Texto, pra ler... ou não ;]

06 Jul 2008

O texto a seguir é pura ficção, qualquer semelhança com a realidade é mera coincidência...

Sozinha em Vila Isabel

Por Amanda R.

Só. Mais um dia. Só mais um dia no bairro de Vila Isabel. Caminho todas as manhãs entre os meninos e meninas que brincam de bola em frente ao colégio estadual.

O carnaval já passou e, mesmo assim, eles continuam a batucar. Malditos vizinhos! Acho que terei de aumentar o tempo da caminhada.

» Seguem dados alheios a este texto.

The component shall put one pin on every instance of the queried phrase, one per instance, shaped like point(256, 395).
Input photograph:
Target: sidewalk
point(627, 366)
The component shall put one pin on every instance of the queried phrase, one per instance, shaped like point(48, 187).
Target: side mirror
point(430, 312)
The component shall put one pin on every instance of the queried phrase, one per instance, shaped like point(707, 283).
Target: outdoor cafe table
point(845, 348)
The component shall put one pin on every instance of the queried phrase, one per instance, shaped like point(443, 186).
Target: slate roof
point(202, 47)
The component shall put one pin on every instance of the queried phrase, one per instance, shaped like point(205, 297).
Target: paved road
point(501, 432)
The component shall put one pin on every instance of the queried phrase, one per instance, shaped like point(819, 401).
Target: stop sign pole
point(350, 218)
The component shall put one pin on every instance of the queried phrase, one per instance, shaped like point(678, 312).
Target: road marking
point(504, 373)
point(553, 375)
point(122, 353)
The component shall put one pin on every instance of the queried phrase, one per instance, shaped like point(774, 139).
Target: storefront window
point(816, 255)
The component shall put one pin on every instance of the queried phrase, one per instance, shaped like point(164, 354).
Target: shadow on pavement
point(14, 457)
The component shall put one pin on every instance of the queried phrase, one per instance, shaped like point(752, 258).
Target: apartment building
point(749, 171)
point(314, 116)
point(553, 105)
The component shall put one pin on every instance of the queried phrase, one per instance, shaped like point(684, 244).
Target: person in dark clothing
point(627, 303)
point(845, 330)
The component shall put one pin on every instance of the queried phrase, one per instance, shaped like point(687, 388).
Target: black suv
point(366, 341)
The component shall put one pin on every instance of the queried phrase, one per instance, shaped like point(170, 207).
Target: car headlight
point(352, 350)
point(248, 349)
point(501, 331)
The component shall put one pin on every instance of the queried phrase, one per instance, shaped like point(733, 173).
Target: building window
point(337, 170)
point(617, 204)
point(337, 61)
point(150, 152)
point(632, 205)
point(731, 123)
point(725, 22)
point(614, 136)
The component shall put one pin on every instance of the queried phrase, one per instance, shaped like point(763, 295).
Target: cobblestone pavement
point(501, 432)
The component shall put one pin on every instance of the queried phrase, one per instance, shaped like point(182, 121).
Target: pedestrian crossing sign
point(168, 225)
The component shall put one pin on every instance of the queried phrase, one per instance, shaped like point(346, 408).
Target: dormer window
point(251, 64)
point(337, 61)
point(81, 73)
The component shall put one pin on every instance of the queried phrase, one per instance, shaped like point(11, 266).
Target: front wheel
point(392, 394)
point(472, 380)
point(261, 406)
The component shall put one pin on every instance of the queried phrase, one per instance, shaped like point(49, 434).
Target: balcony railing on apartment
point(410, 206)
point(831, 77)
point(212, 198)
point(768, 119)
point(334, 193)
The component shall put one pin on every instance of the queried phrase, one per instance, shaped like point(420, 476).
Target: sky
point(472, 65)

Toda essa correspondência. Mamãe me manda um cartão. Meu aniversário é só semana que vem. Deve estar me provocando, por eu não freqüentar as reuniões familiares. Ela dizia que eu acabaria só... Contas, publicidade, um panfleto do Disque-Solidão, onde eles querem chegar? Depois eu vejo, é hora de caminhar. Rotina sempre me fez bem.

Há dias que não recebo uma ligação. Minto. Ontem a operadora me ligou para falar de um novo plano de celular pré-pago. Era uma moça simpática. Normalmente eu não gosto de pessoas simpáticas. Sou uma fracassada, que meus alunos não escutem.

Essas crianças devem me achar dissimulada. Vai ver que nunca me notaram. O que será que estão cochichando? Muitos deles estudam na escola que leciono. Engraçado vê-los discutindo. Não vou me meter, devem estar brigando pela posse de bola.

No subúrbio, as praças estão cada vez mais depredadas. O cheiro não é bom. Na verdade me conforta. Estranho não ver mais aquela velhinha que alimentava os pombos todas as manhãs. Já faz algumas semanas. Será que ela está morta? Não me parecia muito lúcida, realmente. Minha avó morreu há alguns meses, esqueci de ir ao velório. Os velhos morrem, não se pode fazer muita coisa.

No banco de areia avisto Marina, minha aluna preferida, não quero que me veja. Não sei como devo agir fora da escola. É tarde. Melhor voltar para casa.

Além de Marina, Seu Zé, meu porteiro, é a pessoa que eu mais gosto de conversar. Mais correspondência? Eles poderiam economizar papel. Vejamos, contas, promoções, cartão de crédito, revistas. Só agora me dei conta que não venho pegando os jornais. Preciso que me avisem das coisas. Seu Zé ficou ausente por uns dias. Hoje ele está muito ocupado agora, não pode conversar.

Para mim é muito duro admitir que preciso de pessoas. Hoje é um desses dias, mas não cativei muita gente durante a minha vida a ponto de contar com elas. Bobagem. Vamos ver se um desses informativos serve de alguma coisa... “Disque-Solidão, boa noite?”.